Genome-wide characterization of endogenous retroviruses in the bat Myotis lucifugus reveals recent and diverse infections

Abstract

Bats are increasingly recognized as reservoir species for a variety of zoonotic viruses that pose severe threats to human health. While many RNA viruses have been identified in bats, little is known about bat retroviruses. Endogenous retroviruses (ERVs) represent genomic fossils of past retroviral infections and, thus, can inform us on the diversity and history of retroviruses that have infected a species lineage. Here, we took advantage of the availability of a high-quality genome assembly for the little brown bat, Myotis lucifugus, to systematically identify and analyze ERVs in this species. We mined an initial set of 362 potentially complete proviruses from the three main classes of ERVs, which were further resolved into 13 major families and 86 subfamilies by phylogenetic analysis. Consensus or representative sequences for each of the 86 subfamilies were then merged to the Repbase collection of known ERV/long terminal repeat (LTR) elements to annotate the retroviral complement of the bat genome. The results show that nearly 5% of the genome assembly is occupied by ERV-derived sequences, a quantity comparable to findings for other eutherian mammals. About one-fourth of these sequences belong to subfamilies newly identified in this study. Using two independent methods, intraelement LTR divergence and analysis of orthologous loci in two other bat species, we found that the vast majority of the potentially complete proviruses identified in M. lucifugus were integrated in the last ~25 million years.
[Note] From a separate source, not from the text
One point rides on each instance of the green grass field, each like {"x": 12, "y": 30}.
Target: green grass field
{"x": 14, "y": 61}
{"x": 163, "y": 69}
All three major ERV classes include recently integrated proviruses, suggesting that a wide diversity of retroviruses is still circulating in Myotis bats.

Fig 1

Potential complete ERV identification pipeline. We identified 25,239 LTR candidates with pairs of putative LTRs and TSD using LTRharvest, and all of them were annotated using LTRdigest. LTR candidates with canonical retroviral features were extracted as potential complete ERVs. We also used the independent pipeline MGEScan-LTR to identify potential complete ERVs. By combining the two independent pipelines, we identified 362 potential complete ERVs. They were further classified into 13 families based on RT domain phylogeny and into 86 subfamilies based on LTR sequence similarity.

Fig 2

Phylogeny of 13 MLERV families and reference retroviral sequences. Class I, class II, and class III ERVs are illustrated with blue, yellow, and green, respectively, and reference retroviral sequences are shown in red. MLERV families with neighbor joining bootstrap values higher than 95 are labeled with an asterisk at the root, and those with a bootstrap value of between 75 and 95 are labeled with a dot at the root. KoRV, koala retrovirus; GaLV, gibbon ape leukemia virus; MDEV, Mus dunni endogenous virus; PERV, porcine endogenous retrovirus; MuLV, murine leukemia virus; FELV, feline leukemia virus; BaEV, baboon endogenous virus; HERV, human endogenous retrovirus; ZFERV, zebrafish endogenous retrovirus; WDSV, walleye dermal sarcoma virus; SnRV, snakehead fish retrovirus; FeFV, feline foamy virus; HFV, human foamy virus; BLV, bovine leukemia virus; RSV, Rous sarcoma virus; GH-G18, Golden hamster intracisternal A-particle H18; RERV, rabbit endogenous retrovirus; HML, human MMTV-like; SRV, simian type D retrovirus; MMTV, mouse mammary tumor virus.

Fig 3

Comparison of ERV abundance and dynamics in different genomes. Different ERV classes and DNA transposons are labeled with different colors. (a) Comparison of percentages of genomes derived from different classes of ERVs in little brown bat and other mammals. (b) ERV and DNA transposon dynamics in little brown bat, human, and mouse genomes. Distance to consensus was corrected using the Jukes-Cantor model. Older elements are more distant from the consensus. The abundance is illustrated also, using the percentage of the genome.

Fig 4

Recent ERV invasion in M. lucifugus genome. (a) Most of the 362 complete ERVs invaded the M. lucifugus genome recently. Copy numbers of different ERV classes are shown in different colors; age was estimated by LTR pair divergence. (b) An example of an MLERV integration event (TG…CA) specific to the Myotis lineage. The MLERV is present in the M. davidii genome with target site duplication (TCTC), but a precise empty site is found in E. fuscus. (c) Orthologous loci of MLERVs in E. fuscus and M. davidii indicate that most of the ERVs invaded after divergence from E. fuscus, and ERVs were active before and after speciation of M. lucifugus from M. davidii. The speciation times between M. lucifugus and M. davidii and between M. lucifugus and E. fuscus were around 13 My and around 25 My, respectively. Numbers of ERV insertions are labeled between time points.